Der Europäische Gerichtshof für Menschenrechte hat den Rekurs von Bernard Rappaz für unzulässig erklärt. Der Walliser Hanfbauer beschuldigte die Schweiz, trotz seines Hungerstreiks im Jahr 2010 an der Zwangsernährung festgehalten zu haben.

Mann mit Regenschirm auf einem Bauernhof. Bild in Lightbox öffnen.

Bildlegende: Hanfbauer Bernard Rappaz bei seinem Hausarrest im Juli 2010. Keystone

Der lange Instanzen-Weg des Bernard Rappaz'  ist um ein Kapitel reicher. Nach verschiedenen Gerichten in der Schweiz befasste sich nun auch Strassburg mit dem Fall des Hanfbauern. Die Richter des Europäischen Gerichtshofs für Menschenrechte (EGMR) wiesen die Klage von Rappaz ab.

Der EGMR kam zum Schluss, die Behörden hätten alle notwendigen Vorkehrungen getroffen, um die Risiken ihres Vorgehens abzufedern. Die Zwangsernährung habe einer medizinischen Notwendigkeit entsprochen. Auch sei dem Inhaftierten während der ganzen Zeit ausreichende medizinische Hilfe gewährleistet worden.

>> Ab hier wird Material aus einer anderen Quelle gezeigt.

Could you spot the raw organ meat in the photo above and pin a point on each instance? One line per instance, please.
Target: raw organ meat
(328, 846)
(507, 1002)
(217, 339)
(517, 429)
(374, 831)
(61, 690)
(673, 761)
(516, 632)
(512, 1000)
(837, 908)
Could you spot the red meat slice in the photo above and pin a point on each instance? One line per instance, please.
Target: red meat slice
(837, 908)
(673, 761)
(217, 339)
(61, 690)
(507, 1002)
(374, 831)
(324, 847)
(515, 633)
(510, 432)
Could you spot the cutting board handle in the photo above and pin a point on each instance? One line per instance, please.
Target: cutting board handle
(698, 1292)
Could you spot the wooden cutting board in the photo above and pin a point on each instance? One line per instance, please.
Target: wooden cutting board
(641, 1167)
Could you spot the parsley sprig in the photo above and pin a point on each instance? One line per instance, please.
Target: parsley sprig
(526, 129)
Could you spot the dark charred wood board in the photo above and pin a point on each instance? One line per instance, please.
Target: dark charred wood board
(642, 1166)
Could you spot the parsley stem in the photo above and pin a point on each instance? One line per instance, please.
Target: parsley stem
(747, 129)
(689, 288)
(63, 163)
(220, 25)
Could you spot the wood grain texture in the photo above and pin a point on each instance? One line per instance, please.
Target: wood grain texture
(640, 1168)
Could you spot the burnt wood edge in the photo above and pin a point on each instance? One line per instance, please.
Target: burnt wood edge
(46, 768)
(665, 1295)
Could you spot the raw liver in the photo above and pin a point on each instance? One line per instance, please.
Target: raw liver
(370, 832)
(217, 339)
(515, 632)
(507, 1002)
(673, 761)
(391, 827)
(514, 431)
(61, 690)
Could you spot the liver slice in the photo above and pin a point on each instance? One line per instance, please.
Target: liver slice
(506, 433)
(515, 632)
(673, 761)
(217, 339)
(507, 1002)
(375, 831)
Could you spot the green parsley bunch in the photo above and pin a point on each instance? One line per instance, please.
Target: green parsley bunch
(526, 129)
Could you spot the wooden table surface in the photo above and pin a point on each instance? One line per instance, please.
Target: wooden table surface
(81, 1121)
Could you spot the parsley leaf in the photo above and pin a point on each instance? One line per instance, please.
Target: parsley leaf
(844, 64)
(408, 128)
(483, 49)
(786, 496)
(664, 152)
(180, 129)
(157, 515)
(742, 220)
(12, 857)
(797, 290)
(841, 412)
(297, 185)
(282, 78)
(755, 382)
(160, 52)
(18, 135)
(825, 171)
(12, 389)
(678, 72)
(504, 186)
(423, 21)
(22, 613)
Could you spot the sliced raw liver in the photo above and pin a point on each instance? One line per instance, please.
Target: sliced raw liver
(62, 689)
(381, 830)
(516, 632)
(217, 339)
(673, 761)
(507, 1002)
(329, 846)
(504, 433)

Rappaz verbüsst zurzeit in Halbgefangenschaft eine Freiheitsstrafe von fünf Jahren und acht Monaten. Im vergangenen Juli bestätigte das Walliser Kantonsgericht eine Zusatzverurteilung zu einem Jahr Gefängnis für den Handel mit Hanfprodukten im Wert von 1,3 Millionen Franken sowie wegen weiteren Delikten.
 
Wegen seines in den Medien inszenierten Hungerstreiks vor drei Jahren war der Walliser Hanfbauer schweizweit in die Schlagzeilen geraten. Am 20. März 2010, an jenem Tag, an dem er seine Haftstrafe antreten musste, begann er mit einem Hungerstreik. Damit wollte er gegen seine Strafe protestieren.